What is your personal dream about Venini? Where would you like to take it next?

Venini is already very well perceived abroad. Everywhere I go, what I hear from people is, “Oh, you’re like the Dior of lighting and vases.” So, that’s what they think about the company. And sometimes I’m also quite surprised about that because I didn’t know that so many people knew the brand, and had such a perception of the brand outside of Italy.

In Italy we are very well known. Every family in Italy has a Venini vase—it’s a tradition to give a Venini vase as a present when people get married, for example. Venini needs to concentrate separately on the two sides, the two souls that I already mentioned: the cultural one and the commercial one. Concerning the commercial one, I think that Venini will have a big success by focusing on the custom-made market.

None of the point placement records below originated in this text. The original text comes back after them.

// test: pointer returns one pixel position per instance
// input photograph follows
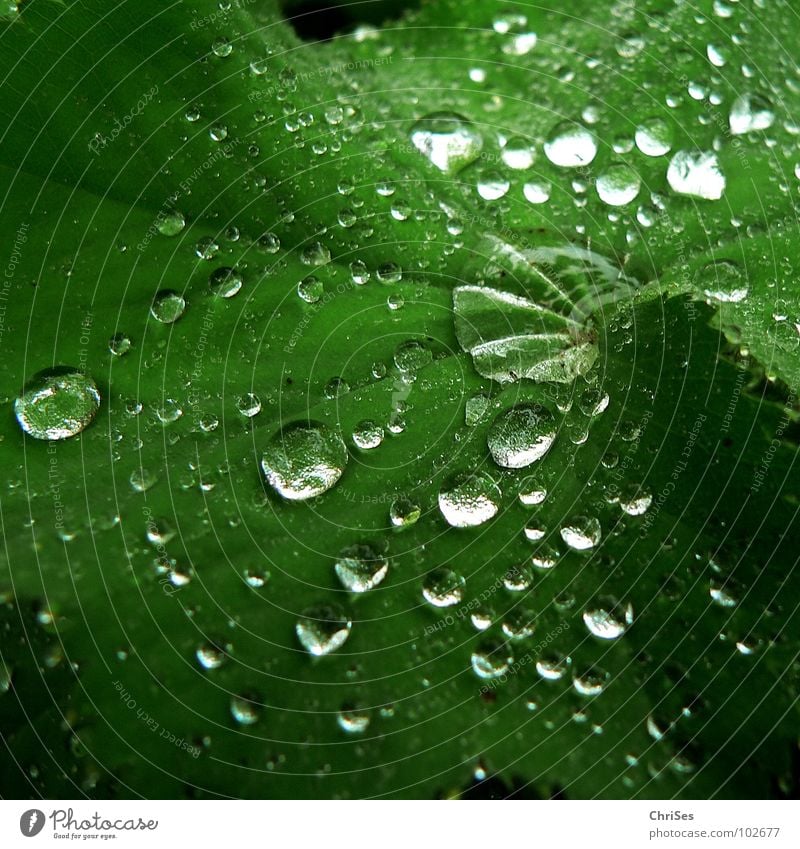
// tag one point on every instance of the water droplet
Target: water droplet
(170, 223)
(303, 460)
(618, 185)
(210, 656)
(57, 404)
(518, 153)
(256, 578)
(248, 405)
(492, 185)
(315, 254)
(361, 568)
(225, 282)
(443, 587)
(723, 281)
(608, 620)
(536, 192)
(469, 500)
(449, 141)
(322, 629)
(311, 289)
(519, 625)
(411, 356)
(491, 659)
(552, 667)
(635, 502)
(521, 436)
(654, 137)
(518, 579)
(751, 112)
(404, 512)
(696, 175)
(142, 480)
(581, 533)
(570, 145)
(592, 682)
(168, 306)
(352, 720)
(119, 344)
(244, 710)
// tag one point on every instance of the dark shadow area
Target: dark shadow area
(321, 20)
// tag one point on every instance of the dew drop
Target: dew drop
(322, 629)
(449, 141)
(570, 145)
(521, 436)
(469, 500)
(618, 185)
(57, 404)
(491, 659)
(360, 568)
(608, 620)
(751, 112)
(582, 532)
(696, 175)
(443, 587)
(168, 306)
(303, 460)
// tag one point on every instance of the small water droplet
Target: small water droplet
(449, 141)
(443, 587)
(57, 404)
(322, 629)
(469, 500)
(522, 435)
(360, 568)
(304, 460)
(570, 145)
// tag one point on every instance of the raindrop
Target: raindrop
(570, 145)
(360, 568)
(443, 587)
(581, 533)
(608, 620)
(491, 659)
(469, 500)
(322, 629)
(168, 306)
(696, 175)
(57, 404)
(751, 112)
(521, 436)
(303, 460)
(447, 140)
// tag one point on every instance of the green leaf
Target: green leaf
(568, 496)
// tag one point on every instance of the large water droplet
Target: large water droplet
(751, 112)
(322, 629)
(469, 500)
(304, 460)
(448, 140)
(696, 175)
(618, 185)
(570, 145)
(521, 436)
(57, 404)
(361, 568)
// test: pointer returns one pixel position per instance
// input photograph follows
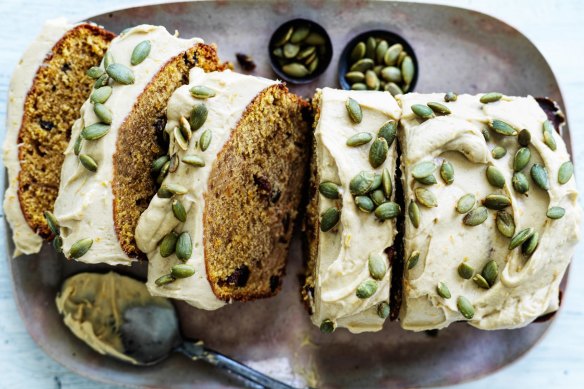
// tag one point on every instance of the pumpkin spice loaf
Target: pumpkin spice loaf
(106, 180)
(220, 226)
(47, 89)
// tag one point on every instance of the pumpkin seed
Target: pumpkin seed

Understanding local culture is key. In China, for example, it’s not reasonable to spend €800 on a vase, but maybe they can spend €200,000 for a chandelier. Custom-made and the possibility to produce different solutions will let Venini grow all over the world. We have many pieces coming from the ‘40s and ‘50s, and a very important market of collectors, which needs to be kept alive with auctions and exhibitions. On the other side, we also have the problem of counterfeits and imitations. So, we need to raise awareness about our original pieces. In this context, and in relation to Venini’s cultural soul, we’re doing a good job cooperating with all the foundations and institutions abroad. We will definitely continue in this direction.